Ross Perot Surfaces

Jonathan Alter has a fun scoop in Newsweek: a rare interview with Ross Perot, America's most reclusive political figure. Three things jumped out at me in the interview, which was mainly about Perot's dislike of John McCain:
1. The tiny Texan is still incredibly obsessed with the cause of America's Vietnam POWs, and his belief that we left men behind there. Back in 1992, I worked with Thomas Ferguson on a long investigative piece he wrote for The Nation called "The Lost Crusade of Ross Perot" (which unfortunately isn't available online). It's a long trip down thru the looking glass, if you want to understand Perot's deep dislike of people like McCain and the Bush family, but it's all bound up in his belief that the US covered up the abandonment of POWs, and CIA drug-running in Southeast Asia had something to do with it.
2. The guy actually believed the wacky emails going around about Barack Obama being a Muslim who refused to respect the Pledge of Allegiance, saying to Alter that he admired his eloquence but thought it "a little odd that we would be less concerned about his background than being a Mormon." He apparently was "pleasantly surprised" when Alter set him straight.
3. He's not done with us! Hooray. While he isn't planning to run for president again, he says he "will launch a Web site next month with plenty of the charts and graphs he made famous when explaining the deficit in 1992."
I, for one, can't wait.

Comments

Charts and Graphs!

While he isn't planning to run for president again, he says he "will launch a Web site next month with plenty of the charts and graphs he made famous when explaining the deficit in 1992." That's actually kind of exciting. For all his fascistic eccentricity I think Perot outlined a potentially powerful alternative model for a candidacy that no one has really bothered to take up since: he actually attempted to communicate substantive information on an adult level with voters. What a novel concept! At the time, this required massive resources to purchase large blocks of television for his campaign infomercials. 16 years later, it could be done by any candidate that cared to and distributed online for a relative pittance. Unfortunately, I find it likely that the consulting consensus has passed this model over (much as it's passed on the model of real decentralization/participation) as it's just too dang hard for these people to implement. Still, I hope for a day when rather than publishing thickly-written academic whitepapers into the oblivion of their "policy" section of their websites, candidates (or even articulate surrogates) make substantive presentations of their ideas available in a compelling video format.

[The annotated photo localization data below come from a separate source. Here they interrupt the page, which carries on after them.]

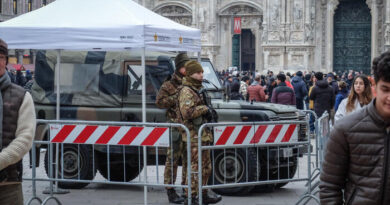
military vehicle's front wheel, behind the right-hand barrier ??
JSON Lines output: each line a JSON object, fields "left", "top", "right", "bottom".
{"left": 209, "top": 149, "right": 257, "bottom": 196}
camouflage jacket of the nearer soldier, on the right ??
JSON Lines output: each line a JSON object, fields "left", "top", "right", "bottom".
{"left": 177, "top": 77, "right": 213, "bottom": 143}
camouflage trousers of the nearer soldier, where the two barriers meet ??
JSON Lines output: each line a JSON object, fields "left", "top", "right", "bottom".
{"left": 183, "top": 142, "right": 211, "bottom": 197}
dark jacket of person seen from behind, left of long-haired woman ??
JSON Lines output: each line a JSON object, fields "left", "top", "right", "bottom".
{"left": 310, "top": 80, "right": 335, "bottom": 117}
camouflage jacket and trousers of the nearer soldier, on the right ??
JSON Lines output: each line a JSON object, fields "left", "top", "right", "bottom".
{"left": 178, "top": 77, "right": 213, "bottom": 197}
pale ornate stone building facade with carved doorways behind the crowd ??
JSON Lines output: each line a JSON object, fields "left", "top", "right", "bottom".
{"left": 0, "top": 0, "right": 390, "bottom": 73}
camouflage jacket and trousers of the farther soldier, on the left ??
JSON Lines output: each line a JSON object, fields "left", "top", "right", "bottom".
{"left": 156, "top": 73, "right": 185, "bottom": 187}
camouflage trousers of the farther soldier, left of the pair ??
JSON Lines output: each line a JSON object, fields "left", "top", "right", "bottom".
{"left": 164, "top": 136, "right": 185, "bottom": 189}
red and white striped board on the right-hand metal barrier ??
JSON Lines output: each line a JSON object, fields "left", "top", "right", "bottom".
{"left": 214, "top": 124, "right": 298, "bottom": 146}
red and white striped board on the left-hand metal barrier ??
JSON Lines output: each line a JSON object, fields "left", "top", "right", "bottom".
{"left": 50, "top": 124, "right": 169, "bottom": 147}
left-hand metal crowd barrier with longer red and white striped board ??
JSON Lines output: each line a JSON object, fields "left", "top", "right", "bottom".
{"left": 24, "top": 120, "right": 191, "bottom": 204}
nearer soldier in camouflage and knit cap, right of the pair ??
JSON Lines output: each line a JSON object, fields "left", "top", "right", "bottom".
{"left": 177, "top": 61, "right": 222, "bottom": 204}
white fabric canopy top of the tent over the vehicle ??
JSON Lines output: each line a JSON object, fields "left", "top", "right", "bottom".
{"left": 0, "top": 0, "right": 200, "bottom": 52}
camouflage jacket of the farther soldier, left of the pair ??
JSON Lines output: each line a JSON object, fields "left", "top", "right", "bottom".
{"left": 156, "top": 73, "right": 182, "bottom": 122}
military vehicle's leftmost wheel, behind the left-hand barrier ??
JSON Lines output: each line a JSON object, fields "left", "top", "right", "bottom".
{"left": 45, "top": 144, "right": 96, "bottom": 189}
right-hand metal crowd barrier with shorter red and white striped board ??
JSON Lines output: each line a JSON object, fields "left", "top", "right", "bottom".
{"left": 198, "top": 118, "right": 319, "bottom": 204}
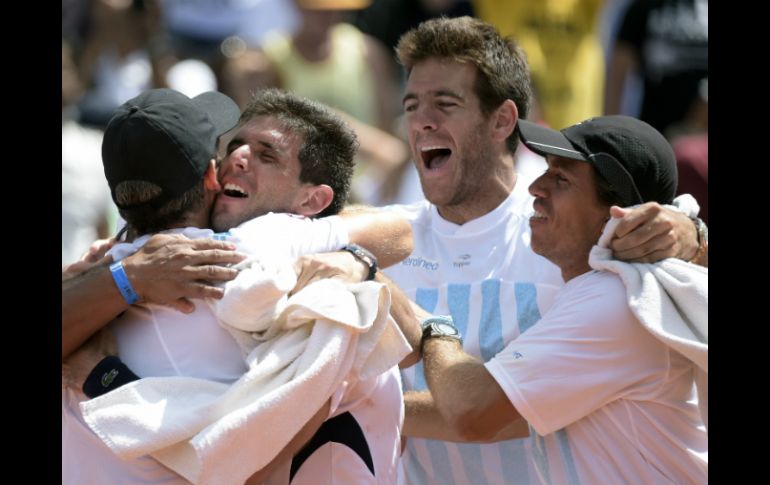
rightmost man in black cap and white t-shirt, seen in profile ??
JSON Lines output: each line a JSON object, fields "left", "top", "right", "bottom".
{"left": 422, "top": 116, "right": 708, "bottom": 483}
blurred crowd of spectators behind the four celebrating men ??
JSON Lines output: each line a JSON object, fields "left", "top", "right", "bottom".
{"left": 62, "top": 0, "right": 708, "bottom": 265}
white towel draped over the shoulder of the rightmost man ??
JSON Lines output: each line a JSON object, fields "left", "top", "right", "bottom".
{"left": 589, "top": 196, "right": 708, "bottom": 429}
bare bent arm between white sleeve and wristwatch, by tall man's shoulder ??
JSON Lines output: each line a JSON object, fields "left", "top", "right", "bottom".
{"left": 340, "top": 206, "right": 413, "bottom": 268}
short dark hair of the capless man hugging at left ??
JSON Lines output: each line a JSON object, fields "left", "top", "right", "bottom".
{"left": 240, "top": 89, "right": 358, "bottom": 217}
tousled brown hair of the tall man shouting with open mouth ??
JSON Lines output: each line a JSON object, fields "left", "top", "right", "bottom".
{"left": 396, "top": 17, "right": 532, "bottom": 153}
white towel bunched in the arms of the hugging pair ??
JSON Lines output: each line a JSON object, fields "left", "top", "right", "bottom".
{"left": 81, "top": 260, "right": 411, "bottom": 484}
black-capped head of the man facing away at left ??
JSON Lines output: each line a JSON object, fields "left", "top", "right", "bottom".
{"left": 102, "top": 89, "right": 240, "bottom": 236}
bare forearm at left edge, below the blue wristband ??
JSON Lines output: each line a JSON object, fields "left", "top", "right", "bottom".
{"left": 61, "top": 264, "right": 128, "bottom": 359}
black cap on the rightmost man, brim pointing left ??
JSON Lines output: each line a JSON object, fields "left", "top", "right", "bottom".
{"left": 518, "top": 115, "right": 677, "bottom": 207}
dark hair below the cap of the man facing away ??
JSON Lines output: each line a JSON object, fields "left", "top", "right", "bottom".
{"left": 114, "top": 178, "right": 205, "bottom": 236}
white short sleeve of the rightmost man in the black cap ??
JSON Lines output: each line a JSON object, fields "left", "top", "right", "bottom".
{"left": 485, "top": 273, "right": 667, "bottom": 436}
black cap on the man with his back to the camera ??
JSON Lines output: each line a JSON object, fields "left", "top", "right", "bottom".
{"left": 102, "top": 88, "right": 240, "bottom": 209}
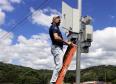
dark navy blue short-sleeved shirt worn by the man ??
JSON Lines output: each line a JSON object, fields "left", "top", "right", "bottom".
{"left": 49, "top": 24, "right": 63, "bottom": 48}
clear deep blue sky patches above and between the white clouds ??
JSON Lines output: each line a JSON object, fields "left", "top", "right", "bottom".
{"left": 2, "top": 0, "right": 116, "bottom": 38}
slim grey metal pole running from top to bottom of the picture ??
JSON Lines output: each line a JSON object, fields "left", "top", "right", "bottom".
{"left": 76, "top": 0, "right": 82, "bottom": 84}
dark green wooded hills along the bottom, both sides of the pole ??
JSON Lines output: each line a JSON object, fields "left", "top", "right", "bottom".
{"left": 0, "top": 62, "right": 116, "bottom": 84}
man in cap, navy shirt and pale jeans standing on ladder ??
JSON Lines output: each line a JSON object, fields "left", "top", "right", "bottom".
{"left": 49, "top": 16, "right": 72, "bottom": 84}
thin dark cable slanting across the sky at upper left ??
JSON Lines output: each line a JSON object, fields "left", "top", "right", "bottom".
{"left": 0, "top": 0, "right": 49, "bottom": 40}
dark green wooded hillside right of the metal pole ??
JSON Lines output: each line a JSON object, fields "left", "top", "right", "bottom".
{"left": 81, "top": 65, "right": 116, "bottom": 84}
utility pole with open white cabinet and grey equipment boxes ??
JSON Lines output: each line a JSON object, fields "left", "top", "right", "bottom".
{"left": 62, "top": 0, "right": 93, "bottom": 84}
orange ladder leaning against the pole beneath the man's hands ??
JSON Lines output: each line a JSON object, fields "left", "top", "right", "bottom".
{"left": 56, "top": 45, "right": 77, "bottom": 84}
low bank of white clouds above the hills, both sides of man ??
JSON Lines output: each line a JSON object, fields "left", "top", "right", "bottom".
{"left": 0, "top": 27, "right": 116, "bottom": 69}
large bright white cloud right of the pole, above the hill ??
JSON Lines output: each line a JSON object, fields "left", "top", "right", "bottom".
{"left": 81, "top": 27, "right": 116, "bottom": 68}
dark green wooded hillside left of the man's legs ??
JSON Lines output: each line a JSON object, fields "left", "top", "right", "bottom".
{"left": 0, "top": 63, "right": 52, "bottom": 84}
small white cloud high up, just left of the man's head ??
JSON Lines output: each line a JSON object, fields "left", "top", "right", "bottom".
{"left": 30, "top": 8, "right": 60, "bottom": 27}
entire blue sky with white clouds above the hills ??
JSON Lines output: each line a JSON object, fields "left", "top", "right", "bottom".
{"left": 0, "top": 0, "right": 116, "bottom": 70}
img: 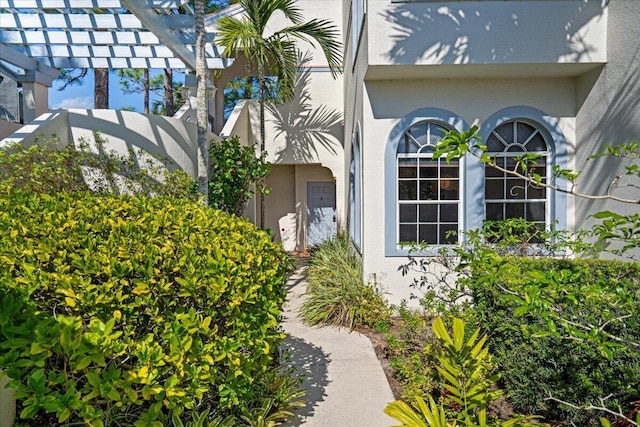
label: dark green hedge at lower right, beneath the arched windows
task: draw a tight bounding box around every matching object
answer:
[466,257,640,426]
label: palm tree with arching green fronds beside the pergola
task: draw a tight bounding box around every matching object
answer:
[218,0,342,227]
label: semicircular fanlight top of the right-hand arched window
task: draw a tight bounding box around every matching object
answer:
[487,120,549,154]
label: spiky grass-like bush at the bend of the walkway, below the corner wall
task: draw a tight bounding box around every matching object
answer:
[300,235,391,329]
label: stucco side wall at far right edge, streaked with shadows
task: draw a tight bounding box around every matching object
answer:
[576,0,640,249]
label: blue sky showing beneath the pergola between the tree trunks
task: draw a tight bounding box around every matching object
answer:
[49,70,184,113]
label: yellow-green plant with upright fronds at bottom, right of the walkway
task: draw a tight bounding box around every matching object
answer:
[385,317,546,427]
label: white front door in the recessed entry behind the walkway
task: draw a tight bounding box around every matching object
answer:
[307,182,336,246]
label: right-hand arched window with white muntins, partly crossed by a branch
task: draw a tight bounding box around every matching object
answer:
[484,119,551,228]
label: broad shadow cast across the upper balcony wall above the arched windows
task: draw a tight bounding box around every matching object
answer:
[380,1,603,64]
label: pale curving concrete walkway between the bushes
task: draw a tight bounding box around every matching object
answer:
[281,267,397,427]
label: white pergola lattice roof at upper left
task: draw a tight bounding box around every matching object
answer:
[0,0,239,70]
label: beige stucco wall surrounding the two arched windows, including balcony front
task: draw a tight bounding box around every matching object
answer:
[343,0,640,303]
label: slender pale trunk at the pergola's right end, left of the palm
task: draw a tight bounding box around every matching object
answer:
[195,0,209,206]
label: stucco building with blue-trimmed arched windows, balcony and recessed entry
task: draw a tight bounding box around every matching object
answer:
[219,0,640,303]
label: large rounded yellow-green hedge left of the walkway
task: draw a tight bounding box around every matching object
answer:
[0,192,287,426]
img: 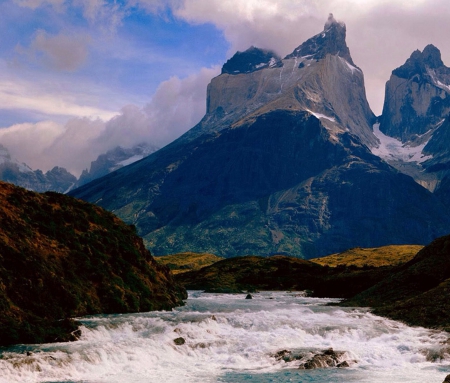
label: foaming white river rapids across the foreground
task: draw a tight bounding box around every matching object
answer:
[0,292,450,383]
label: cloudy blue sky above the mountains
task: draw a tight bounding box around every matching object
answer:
[0,0,450,176]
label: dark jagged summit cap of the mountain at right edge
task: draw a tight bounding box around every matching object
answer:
[392,44,445,78]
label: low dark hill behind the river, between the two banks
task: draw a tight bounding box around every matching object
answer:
[175,255,394,298]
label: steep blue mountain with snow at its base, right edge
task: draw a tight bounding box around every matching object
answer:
[374,45,450,194]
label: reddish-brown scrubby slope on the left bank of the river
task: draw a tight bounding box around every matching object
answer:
[0,182,186,345]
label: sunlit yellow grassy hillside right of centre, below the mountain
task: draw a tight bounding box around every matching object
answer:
[310,245,423,267]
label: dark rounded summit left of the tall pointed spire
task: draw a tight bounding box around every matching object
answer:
[222,46,283,74]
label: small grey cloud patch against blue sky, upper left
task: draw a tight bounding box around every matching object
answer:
[27,30,91,72]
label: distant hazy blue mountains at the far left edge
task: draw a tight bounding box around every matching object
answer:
[0,145,77,193]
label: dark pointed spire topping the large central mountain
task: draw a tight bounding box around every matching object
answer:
[285,13,355,66]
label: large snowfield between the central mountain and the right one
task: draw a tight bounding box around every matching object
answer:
[371,124,433,164]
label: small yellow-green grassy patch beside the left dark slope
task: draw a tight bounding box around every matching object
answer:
[155,252,223,274]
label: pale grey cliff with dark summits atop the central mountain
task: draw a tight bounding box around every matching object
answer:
[183,18,376,146]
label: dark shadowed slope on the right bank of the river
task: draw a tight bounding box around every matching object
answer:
[345,235,450,331]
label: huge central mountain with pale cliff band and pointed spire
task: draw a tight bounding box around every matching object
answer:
[71,15,450,258]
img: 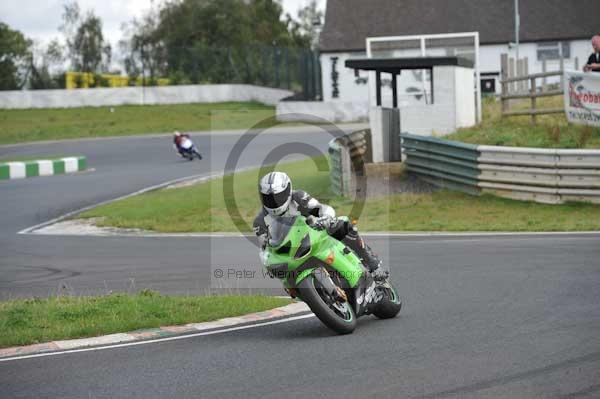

Maybe they could even do this with their strategies for winning and implementing their plans, engage the participatory cycle from their supporters. I mean, it's not as though any campaign's overall strategy is ever unknown to their opposition; but it is often obscure to their supporters. Let 'em in on the plan, and they'll do a heck of a lot more for you (and more effectively to boot). That would generate quite a lot of buzz, I'll tell you. And it wouldn't even cost that much to do.